Neither can Pep have it both ways?
I booed them off at half-time because it was not up to our standards and hasn't been for weeks.
Booing the performance is an important distinction, demanding the team find the level it has set and trying to get a reaction.
We played shit at Southampton and for an hour at United, and neither were in front of our own fans.
Pep sprinkled a few home thruths into his rant, some more than valid, but it lies somewhere in between.
It's reverse psychology for dummies and another example that Pep is also not the same person and easily triggered, whether citing net spend trophies, publicly digging out an overweight player, or playing Cancelo on the right wing and then hooking him.
The crowd is disengaged at times, but he's out of order for a few things and he would know it if he didn't live in a complete footballing, lavish bubble.
Our brand of football can be beautiful, but lacks intensity, pace and power, so the majority of the crowd mirror our football, passive until it produces an outcome or reaction?
Other factors will always include the ridiculous cost of tickets. If the Club wants middle class fans and foreign tourists, you will get the crowd you deserve.
City don't want some twentysomething off the local estate spitting bile and spending nothing at the tills while they are there.
Pep doesn't need to tell me this team is way off it.
Guess what, you are paid £20m a year, you see them every day in training, you pick the team.
Sometimes it is simply on Pep, or the players.
I would never tell another fan how to support the team, whether it be at the game or in their own front room.
I'm as hungry as ever for success, never complacent about what we have won.
I'm now 48, however. I'm not the stupid 18 year kid who once shamelessly hissed gas noises at Spurs fans, simply because everyone else did it, sang Munich chants and stood outside the away end goading away supporters.
I'm a dad, I want to sit and enjoy the game with my son, I've lived a fan era which has long since passed.
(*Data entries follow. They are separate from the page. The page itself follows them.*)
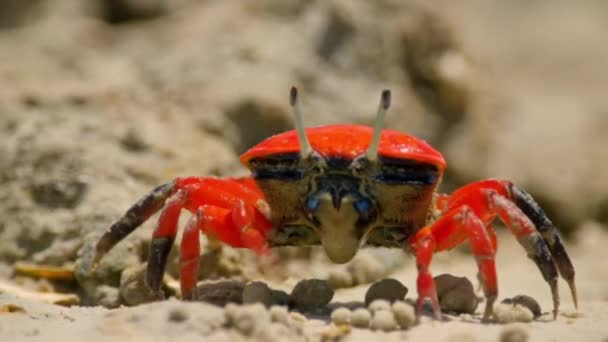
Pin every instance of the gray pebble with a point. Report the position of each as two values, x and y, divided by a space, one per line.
379 305
360 318
388 289
508 313
384 320
257 292
526 301
341 316
178 315
455 294
133 288
280 298
221 293
279 314
514 334
340 278
404 314
311 295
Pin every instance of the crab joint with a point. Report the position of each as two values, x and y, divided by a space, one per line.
305 148
385 103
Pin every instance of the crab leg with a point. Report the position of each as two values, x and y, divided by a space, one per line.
233 210
450 230
524 218
235 227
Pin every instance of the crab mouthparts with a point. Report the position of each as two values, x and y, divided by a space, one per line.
338 233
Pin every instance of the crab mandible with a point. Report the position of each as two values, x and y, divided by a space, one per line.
342 186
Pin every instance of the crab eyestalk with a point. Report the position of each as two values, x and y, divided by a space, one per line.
305 148
385 103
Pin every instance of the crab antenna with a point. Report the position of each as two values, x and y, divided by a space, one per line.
385 103
305 147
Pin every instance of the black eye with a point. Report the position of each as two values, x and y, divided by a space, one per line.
312 203
363 205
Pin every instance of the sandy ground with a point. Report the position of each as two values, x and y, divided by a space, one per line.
154 321
99 106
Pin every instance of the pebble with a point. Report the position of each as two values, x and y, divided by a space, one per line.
178 315
247 319
279 314
340 278
311 295
341 316
379 305
280 298
455 294
388 289
508 313
384 320
526 301
404 314
221 293
257 292
514 333
133 289
360 318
United, Liverpool, I am out of my seat a lot more.
Performances and rivalries will always dictate an atmosphere and level of hostility, same goes for a sense of injustice.
Otherwise we are just self-aware Scousers or Palace fans.
Do you not think that the relationship between fans and team has become too one sided? The point of a club that thrives is a engaged fan base who will support the team through thick and thin and a team on the pitch that plays with heart and effort. We have a team on the pitch who has heart and effort, that cannot be in doubt after it won back to back titles. In addition, a hugely successful team giving us even less of an excuse. But, a fan base that is growing more and more entitled. Yes they’ve played badly for the last 4 games, but the reaction to that shouldn’t be boos. It should be us offering our backing and our voices to try and encourage them on, as pep said he in the press conference a ‘come on city’. Football sometimes isn’t as easy as well we were good a few months ago so just snap out of it city. It’s complex and confidence was probably shot at half time yesterday.
Furthermore, I was at both Southampton and united and the fans clapped the team off after both games- I didn’t hear one boo.
Pep is correct in citing confortability- the idea that we just turn up and expect to be entertained isn’t what football is about. Only one team can win every week and only one team win the premier league. We’ve had the joy of it being us 4 of the last 5 seasons.
He isn’t a perfect manager, but he is the best we will ever get and in my opinion the best that has managed in the premier league. We are privileged to be able to watch this era of Manchester City FC and especially those who can attend the matches. He also understands football and his players at a level that no-one on this forum could ever be capable of. He deserves our unrelenting support for the joy he has brought us but also the way in which he has adopted and defended the club as if his own.
The idea that it is the match day tourists and middle class ruining the atmosphere and that a ‘few more off the estate’ would help is off the mark. It’s the same fans that sing in the kippax every week as probably in most blocks in the stadium. There is no classification of that fan- they are both young and old, middle class or working class etc.
What city should have more than performance and rivalries dictating the atmosphere is a feeling of unwavering trust and engagement with the team by this point. We back the team because we know what they can give us and in return they often give us the lot. A siege mentality that says you are coming to the home of the champions and our support will match that. When the team isn’t playing well we will be there and when they do (basically all the time under Pep)- we will be also. That’s what creates a great atmosphere rather than non-stop singing of inventive/funny chants. It is a feeling of no matter what is happening during that season the whole game will be difficult for any opposition because we don’t give in and we don’t give an inch. The crowd is g’ing up the players and is involved in every decision and tackle. We certainly don’t moan and cuss out a team and players that have given us so much because they are going through a rough patch and we do our bit beyond just being mindless spectators expecting to be entertained.
There is no need to transform into ultras or hooligans or become hyper-aggressive towards other fans. However, there is 100% grounds for improvement in the atmosphere and everyone doing their bit with getting behind the team.